Let $\frac{x^2}{a^2}+\frac{y^2}{b^2}=1 $ be an ellipse and $AB$ be a chord. Elliptical angle of A is $\alpha$ and elliptical angle of B is $\beta$. AB chord cuts the major axis at a point C. Distance of C from center of ellipse is $d$. Then the value of $\tan \frac{\alpha}{2}\tan \frac{\beta}{2}$ is
$(A)\frac{d-a}{d+a}\hspace{1cm}(B)\frac{d+a}{d-a}\hspace{1cm}(C)\frac{d-2a}{d+2a}\hspace{1cm}(D)\frac{d+2a}{d-2a}\hspace{1cm}$
I dont know much about eccentric angles, so could not attempt this question. My guess is $\alpha+\beta=\frac{\pi}{2}$. I dont know this is correct or not.
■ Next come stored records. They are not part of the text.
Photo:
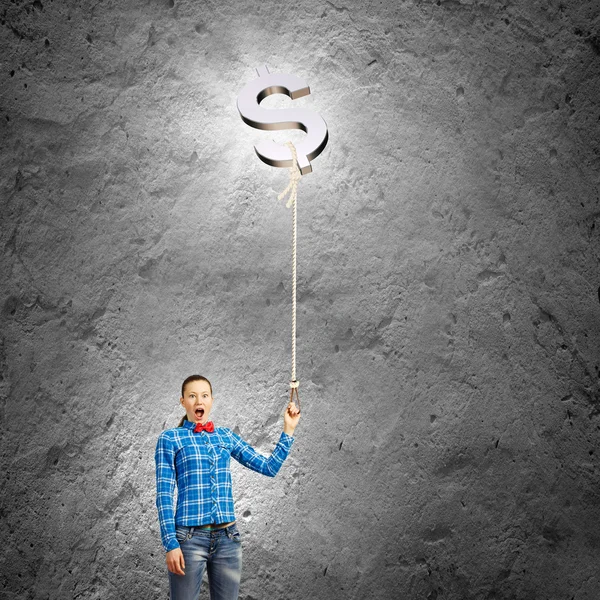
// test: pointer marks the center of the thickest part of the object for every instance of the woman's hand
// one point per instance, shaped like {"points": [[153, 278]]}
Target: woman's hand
{"points": [[291, 416], [175, 562]]}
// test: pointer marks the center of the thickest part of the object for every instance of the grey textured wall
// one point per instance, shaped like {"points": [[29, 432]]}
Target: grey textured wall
{"points": [[448, 293]]}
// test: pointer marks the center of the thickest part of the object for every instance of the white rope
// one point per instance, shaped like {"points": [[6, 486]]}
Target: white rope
{"points": [[292, 188]]}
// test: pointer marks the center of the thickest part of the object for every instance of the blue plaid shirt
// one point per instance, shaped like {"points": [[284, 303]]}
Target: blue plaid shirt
{"points": [[199, 464]]}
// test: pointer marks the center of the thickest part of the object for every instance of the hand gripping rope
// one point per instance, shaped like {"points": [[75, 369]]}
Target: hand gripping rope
{"points": [[292, 188]]}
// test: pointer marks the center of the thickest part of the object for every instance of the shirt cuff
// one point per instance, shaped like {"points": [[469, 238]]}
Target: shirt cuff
{"points": [[171, 544]]}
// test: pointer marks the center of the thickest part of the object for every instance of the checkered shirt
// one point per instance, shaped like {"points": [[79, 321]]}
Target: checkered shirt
{"points": [[199, 464]]}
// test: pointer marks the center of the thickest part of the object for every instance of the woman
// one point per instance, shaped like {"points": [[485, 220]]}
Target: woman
{"points": [[194, 457]]}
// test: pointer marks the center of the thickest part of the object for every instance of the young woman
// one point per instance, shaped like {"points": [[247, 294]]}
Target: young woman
{"points": [[194, 458]]}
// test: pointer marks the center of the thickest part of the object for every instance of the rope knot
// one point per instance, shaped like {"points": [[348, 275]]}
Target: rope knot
{"points": [[295, 177]]}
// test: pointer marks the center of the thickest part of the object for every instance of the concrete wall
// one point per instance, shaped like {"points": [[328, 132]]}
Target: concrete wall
{"points": [[449, 317]]}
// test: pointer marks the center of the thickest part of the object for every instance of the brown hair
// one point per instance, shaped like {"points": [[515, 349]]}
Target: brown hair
{"points": [[183, 385]]}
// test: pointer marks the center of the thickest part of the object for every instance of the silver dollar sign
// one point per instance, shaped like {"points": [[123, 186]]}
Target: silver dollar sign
{"points": [[289, 118]]}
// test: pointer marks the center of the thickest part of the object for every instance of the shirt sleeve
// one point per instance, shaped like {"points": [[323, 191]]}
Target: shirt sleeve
{"points": [[165, 487], [246, 455]]}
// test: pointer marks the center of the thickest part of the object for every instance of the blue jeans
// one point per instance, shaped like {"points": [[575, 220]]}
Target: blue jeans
{"points": [[220, 552]]}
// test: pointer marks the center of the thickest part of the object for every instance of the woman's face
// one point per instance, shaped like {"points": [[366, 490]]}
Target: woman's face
{"points": [[197, 401]]}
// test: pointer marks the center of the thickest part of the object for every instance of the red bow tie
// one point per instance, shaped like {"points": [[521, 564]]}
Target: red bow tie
{"points": [[208, 426]]}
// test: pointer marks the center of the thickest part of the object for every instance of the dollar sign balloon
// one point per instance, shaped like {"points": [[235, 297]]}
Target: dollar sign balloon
{"points": [[315, 127]]}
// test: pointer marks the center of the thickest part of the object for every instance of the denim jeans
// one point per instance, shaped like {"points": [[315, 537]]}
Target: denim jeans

Please help me in solving this question.
Notice, we have the coordinates of the points $A$ & $B$ as follows $$A\equiv(a\cos\alpha, b\sin \alpha)$$ $$B\equiv(a\cos\beta, b\sin \beta)$$ Hence, the equation of the chord AB $$y-b\sin\beta=\frac{b\sin\alpha-b\sin \beta}{a\cos\alpha-a\cos \beta}(x-a\cos \beta)$$ $$y-b\sin\beta=\frac{b}{a}\frac{\sin\alpha-\sin \beta}{\cos\alpha-\cos \beta}(x-a\cos \beta)$$ Since, chord AB intersects the x-axis at the point $C(d, 0)$, where $x=d$ & $y=0$ hence setting these values in the equation of the chord AB, we get $$0-b\sin\beta=\frac{b}{a}\frac{\sin\alpha-\sin \beta}{\cos\alpha-\cos \beta}(d-a\cos \beta)$$ $$\frac{\sin\alpha-\sin \beta}{\cos\alpha-\cos \beta}=\frac{a\sin\beta}{a\cos \beta-d}$$ Now, set the values of $\sin \alpha=\frac{2\tan \frac{\alpha}{2}}{1+\tan^2\frac{\alpha}{2}}$, $\sin \beta=\frac{2\tan \frac{\beta}{2}}{1+\tan^2\frac{\beta}{2}}$, $\cos \alpha=\frac{1-\tan^2 \frac{\alpha}{2}}{1+\tan^2\frac{\alpha}{2}}$, $\cos \beta=\frac{1-\tan^2 \frac{\beta}{2}}{1+\tan^2\frac{\beta}{2}}$
I hope you can take it from here.